Wednesday, September 09, 2015

The Legend of Georgia McBride

The Legend of Georgia McBride is maybe not the deepest show out there, but it's great fun, nonetheless. Performed by a committed cast whose kind, well-meaning characters are impossible not to root for, McBride relies on a few unexpected plot turns and character motivations to steer clear of the cliches it regularly threatens to sink into. I expected to be indifferent about the show at best, but I left hoping everyone else who sees it has as much fun with it as I did. It's a sweet, charming hoot.

The plot: in the rural outskirts of Panama City, Florida, Casey and Jo (Dave Thomas Brown and Afton Williamson, both endearing and believably smitten with one another) are behind on rent and expecting their first child. Jo worries about everything: making money, being responsible adults, bringing a child into the world, educating and caring for it when it arrives. Casey, the eternal optimist, probably doesn't worry enough: he shrugs upon learning that he's caused the rent check to bounce by putting last night's pizza on his debit card, figures he and Jo will be just fine raising their baby on love, and thinks that any day now, his job as an Elvis impersonator at a beachfront dive bar 45 miles from home will attract more than the usual seven-person audience. But then Eddie, the kindly, gruff bar owner (Wayne Duvall, kindly and gruff), hires his cousin Tracy (Matt McGrath, great) and her alcoholic business partner Rexy (Keith Nobbs, solid) to replace the tired Elvis act with their drag show. Casey, heartbroken, is told he can stick around if he wants to bartend.

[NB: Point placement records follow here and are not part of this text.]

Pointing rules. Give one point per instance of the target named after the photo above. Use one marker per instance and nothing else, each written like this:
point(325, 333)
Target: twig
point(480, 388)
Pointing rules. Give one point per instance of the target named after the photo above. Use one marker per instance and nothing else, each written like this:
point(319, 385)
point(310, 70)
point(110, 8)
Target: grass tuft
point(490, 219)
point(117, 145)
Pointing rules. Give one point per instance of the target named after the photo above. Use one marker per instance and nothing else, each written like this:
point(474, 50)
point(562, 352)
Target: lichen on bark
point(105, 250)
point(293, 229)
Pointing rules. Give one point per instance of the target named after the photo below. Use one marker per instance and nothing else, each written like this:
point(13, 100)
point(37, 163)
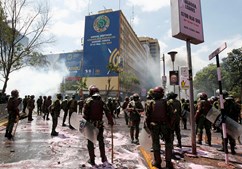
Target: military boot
point(157, 160)
point(199, 137)
point(233, 150)
point(169, 165)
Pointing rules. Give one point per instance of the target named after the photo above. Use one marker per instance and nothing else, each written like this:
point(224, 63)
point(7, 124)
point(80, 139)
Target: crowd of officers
point(162, 115)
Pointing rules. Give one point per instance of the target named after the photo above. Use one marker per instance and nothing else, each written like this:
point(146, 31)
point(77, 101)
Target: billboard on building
point(73, 62)
point(186, 17)
point(174, 77)
point(101, 44)
point(184, 76)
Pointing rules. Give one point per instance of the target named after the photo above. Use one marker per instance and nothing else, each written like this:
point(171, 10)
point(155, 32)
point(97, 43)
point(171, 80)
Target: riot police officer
point(160, 121)
point(13, 112)
point(135, 108)
point(31, 107)
point(55, 111)
point(64, 107)
point(177, 107)
point(203, 106)
point(93, 110)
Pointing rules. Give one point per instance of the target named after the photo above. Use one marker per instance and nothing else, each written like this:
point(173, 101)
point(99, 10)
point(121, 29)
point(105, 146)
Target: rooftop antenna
point(132, 17)
point(88, 7)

But fate takes a turn when Rexy gets too drunk to go on, and a panicked Tracy and Eddie convince Casey to replace her. Despite strenuous objections, he ends up before the crowd in a terrible wig and a dumpy black dress, lip-syncing badly to an Edith Piaf song he has never heard before. Convinced that Casey has potential, and desperate in Rexy's absence, Tracy takes Casey under her wing and helps him develop his own drag persona. Casey not only starts making money hand over fist, but also realizes that he really, truly, genuinely loves his drag persona, Georgia McBride. Will he find the guts to tell Jo that he's found his life's calling as a drag queen, and will she accept him when he does?

Oh, bitch, please, of course she will--and believe me, I'm not giving anything really surprising away here. These characters are sunny, enjoyable, lovable people, and playwright Matthew Lopez doesn't torture any of them too much in their path toward happiness, success, camaraderie, and fulfillment. The strength of The Legend of Georgia McBride is not just in its likable characters or the many zippy, funny lines Lopez gives them--it's also in how closely it courts cliche before taking a gentle step in a different direction. At first, you will be convinced that you can see just about every plot point coming--but nothing lands quite the way you think it will. Sure, the people who inhabit the world of the play come off, initially, as stock characters; even the setting they're in is sort of played: A rural, Bible-thumping southern town where everyone says "y'all" and "darlin'" while they complain about making ends meet? Got it. A weathered drag queen with a heart of gold who Teaches People About Themselves and Others? Check. A second drag queen who is drunker and angrier than the first, but also Teaches People About Themselves and Others? Check. A vaguely homophobic bar-owner who ends up accepting and appreciating them by the end? You got it. Some blissfully ignorant but ultimately enlightened lead characters who are transformed by the power of drag? Yup, yup, yup.

Yet while McBride embraces all of the above, it nevertheless says some interesting--and wholly positive, and genuinely moving--things about resistance, self-discovery, and personal empowerment--and also about the increased embrace of difference in what is often blithely dismissed by cynical urbanites as the country's most ignorant and unaccepting backwater. Georgia introduces stereotypes and stock characters only to undermine them in a most satisfying way. No matter who you are, where you come from, or what you've been told to think, the play assures us, you'll surely benefit once you free your mind, open your heart, and let your inner drag queen out.